Sunday, 6 December 2015


At the November Stockport meeting David Seddon spoke on Romanticism in his usual enthusiastic way. We heard how the word “Romanticism” came from Roman as did “Romance” as in the Romance Languages (French, Italian and Spanish).

The classical literature of the Romance stories written in Old French, Spanish and Italian were characterised by: a hero who fights evil, a lady for whom he is fighting, and a grateful Lord. One can think of our own Arthurian legends. Chaucer was deeply influenced by this literature.

In the late eighteenth and early nineteenth centuries, the Romantic Movement was born. The Brothers Schlegel in Germany were early exponents, responsible for the naming of the movement.

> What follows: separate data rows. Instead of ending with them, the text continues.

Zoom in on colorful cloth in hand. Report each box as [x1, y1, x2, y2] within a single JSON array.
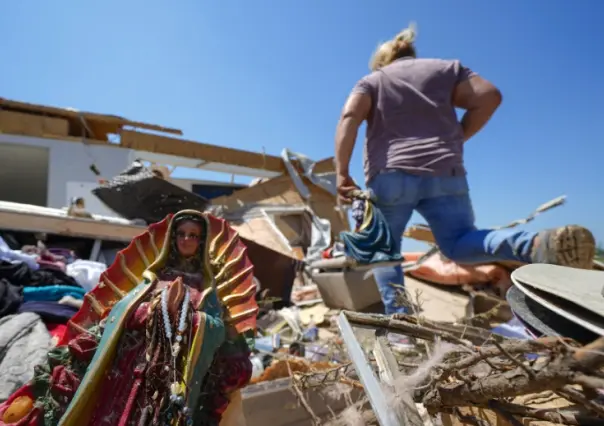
[[340, 202, 402, 264]]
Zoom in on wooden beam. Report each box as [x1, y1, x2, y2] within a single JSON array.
[[121, 130, 337, 175], [313, 157, 335, 173], [1, 132, 117, 147], [374, 333, 425, 426], [337, 312, 402, 426], [0, 97, 183, 136], [0, 98, 336, 172], [120, 130, 286, 173], [0, 209, 144, 242]]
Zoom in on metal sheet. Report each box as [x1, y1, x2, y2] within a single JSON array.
[[336, 312, 402, 426]]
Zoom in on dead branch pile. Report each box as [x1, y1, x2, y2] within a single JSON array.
[[346, 311, 604, 425]]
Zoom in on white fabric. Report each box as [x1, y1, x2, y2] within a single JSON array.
[[66, 259, 107, 292], [0, 236, 39, 270]]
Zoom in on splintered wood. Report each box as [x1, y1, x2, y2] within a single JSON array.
[[336, 311, 604, 426]]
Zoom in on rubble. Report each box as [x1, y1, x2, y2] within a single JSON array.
[[1, 98, 603, 426]]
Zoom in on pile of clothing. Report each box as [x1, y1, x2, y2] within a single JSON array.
[[0, 236, 107, 401]]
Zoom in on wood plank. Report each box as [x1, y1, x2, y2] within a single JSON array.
[[0, 110, 68, 138], [213, 175, 349, 234], [404, 224, 436, 244], [120, 130, 285, 173], [212, 176, 302, 209], [272, 214, 307, 244], [0, 97, 182, 135], [374, 334, 425, 426], [337, 313, 401, 426], [120, 131, 339, 177], [0, 209, 144, 242], [313, 157, 335, 174], [230, 217, 295, 259]]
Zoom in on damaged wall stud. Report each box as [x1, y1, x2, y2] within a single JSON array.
[[374, 331, 425, 426], [337, 312, 402, 426]]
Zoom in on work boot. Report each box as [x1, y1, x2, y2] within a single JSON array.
[[530, 225, 595, 269]]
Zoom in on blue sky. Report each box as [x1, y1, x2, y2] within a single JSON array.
[[1, 1, 602, 251]]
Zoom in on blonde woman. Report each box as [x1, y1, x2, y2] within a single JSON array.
[[335, 25, 595, 318]]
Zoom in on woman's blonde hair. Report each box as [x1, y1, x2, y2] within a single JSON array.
[[369, 23, 417, 72]]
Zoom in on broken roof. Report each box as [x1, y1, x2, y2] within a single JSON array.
[[0, 96, 336, 179]]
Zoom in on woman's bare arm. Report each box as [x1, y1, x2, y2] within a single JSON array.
[[335, 92, 372, 175], [453, 75, 502, 142]]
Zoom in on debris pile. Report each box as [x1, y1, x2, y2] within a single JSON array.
[[360, 312, 604, 421], [241, 195, 604, 426], [1, 98, 603, 425]]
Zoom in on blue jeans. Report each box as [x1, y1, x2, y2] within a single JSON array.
[[368, 170, 538, 315]]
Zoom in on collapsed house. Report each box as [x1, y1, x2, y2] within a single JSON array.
[[1, 97, 604, 426], [0, 96, 345, 285], [0, 97, 363, 420]]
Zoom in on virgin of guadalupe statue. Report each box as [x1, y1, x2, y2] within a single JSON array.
[[0, 210, 258, 426]]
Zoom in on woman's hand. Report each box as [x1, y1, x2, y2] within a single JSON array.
[[336, 172, 360, 204]]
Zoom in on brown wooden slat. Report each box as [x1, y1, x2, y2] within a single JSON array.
[[313, 157, 335, 173], [120, 130, 286, 173], [0, 97, 182, 136], [0, 208, 144, 242]]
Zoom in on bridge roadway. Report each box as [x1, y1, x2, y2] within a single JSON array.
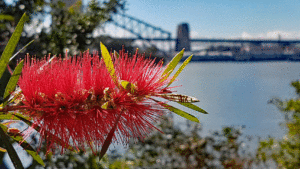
[[113, 37, 300, 44]]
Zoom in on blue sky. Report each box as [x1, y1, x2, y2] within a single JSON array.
[[90, 0, 300, 39], [5, 0, 300, 39]]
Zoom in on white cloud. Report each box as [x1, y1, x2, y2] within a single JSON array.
[[241, 31, 300, 40]]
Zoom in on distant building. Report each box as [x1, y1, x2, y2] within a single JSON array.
[[176, 23, 191, 51]]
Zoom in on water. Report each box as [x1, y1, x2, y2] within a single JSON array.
[[171, 61, 300, 139]]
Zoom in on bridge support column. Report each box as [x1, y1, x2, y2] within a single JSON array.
[[176, 23, 191, 51]]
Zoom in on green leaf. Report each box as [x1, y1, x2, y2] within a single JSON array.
[[0, 112, 31, 121], [9, 39, 34, 62], [120, 80, 136, 93], [152, 99, 199, 123], [0, 124, 45, 167], [12, 133, 45, 167], [101, 101, 116, 110], [0, 124, 24, 169], [100, 42, 118, 84], [160, 93, 199, 103], [167, 54, 193, 87], [162, 49, 185, 79], [0, 13, 27, 78], [178, 102, 208, 114], [3, 60, 24, 107], [99, 113, 122, 161], [0, 15, 14, 21]]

Before the romantic period there was a development in music reflected in the culture of the day. Under a strong hereditary system of Government, answerable to King and God, Bach, Handel and Haydn obeyed rules and wrote in a very disciplined way; at the same time producing wonderful music. Bach wrote music to order for the church. Handel’s patron and friend was George III for whom he wrote pieces like the Water Music and the Fireworks on request. Haydn invented the symphony and was commissioned by the King to write 106 of them.

There were rules in literature too. Alexander Pope thought that as well as rhyming and scansion we should be limited to big themes. John Milton also wrote very formal verse. Things begin to shift with Jean Jacques Rousseau who, not liking to be ruled by time, had no clocks. His political philosophy influenced the enlightenment in France.

The American War of Independence 1776-1781 heralded an era in which people were regarded as important for the first time: "We hold these truths to be self-evident, that all men are created equal, that they are endowed by their Creator with certain unalienable Rights, that among  these are Life, 
Liberty and the pursuit of Happiness".

The French Revolution followed in 1798 resulting in the execution of Louis XVI and his queen, Marie Antoinette. The French acquired a romantic hero in the form of the charismatic Napoleon Bonaparte, whilst the British romantic hero was Admiral Lord Nelson rather than the Duke of Wellington.

Musically Beethoven characterised the start of the romantic era. His freer form music now needed a conductor. He wanted to say something personal and wrote only nine symphonies. Later composers, such as Brahms, wrote only a few symphonies compared with the 106 of Haydn. Franz Schubert had a publisher rather than a patron making it easier to write the music he wanted.

In the year (1770) that Beethoven was born, William Wordsworth was born in Cockermouth. After being schooled in Hawkshead he went to Cambridge and in 1798 he went to Paris to witness the French Revolution in action. Disillusioned, he returned to London then to the Lake District with Samuel Taylor Coleridge. The two men wrote Lyrical Ballads, with a Few Other Poems first published in 1798 and generally considered to have marked the beginning of the English Romantic movement in literature.

Romanticism in art was aided by advances in paint technology that enabled Turner to produce his paintings without having to manufacture his paints every day.

In Literature Feminism began to make its mark. Jane Austen put heroines centre stage instead of heroes and highlighted women’s’ issues.  The Bronte sisters also wrote from a woman’s point of view as did Mary Evans (George Eliot) and Mrs Gaskell. Mary Wollstonecraft had written A Vindication of the Rights of Men in response to Edmund Burke's conservative critique of the French Revolution,  Reflections on the Revolution in France (1790); and she followed this with A Vindication of the Rights of Women (1792).

Unfortunately Feminists took a step backwards in the Victorian era.

In the area of Human rights, the first British slave to be emancipated was freed in 1772. The antislavery movement got under way in 1783 and  the slave trade was abolished by Act of Parliament in 1807. The Slavery Abolition Act 1833 abolished slavery in most of the British Empire.

The meeting ended with a Q and A session.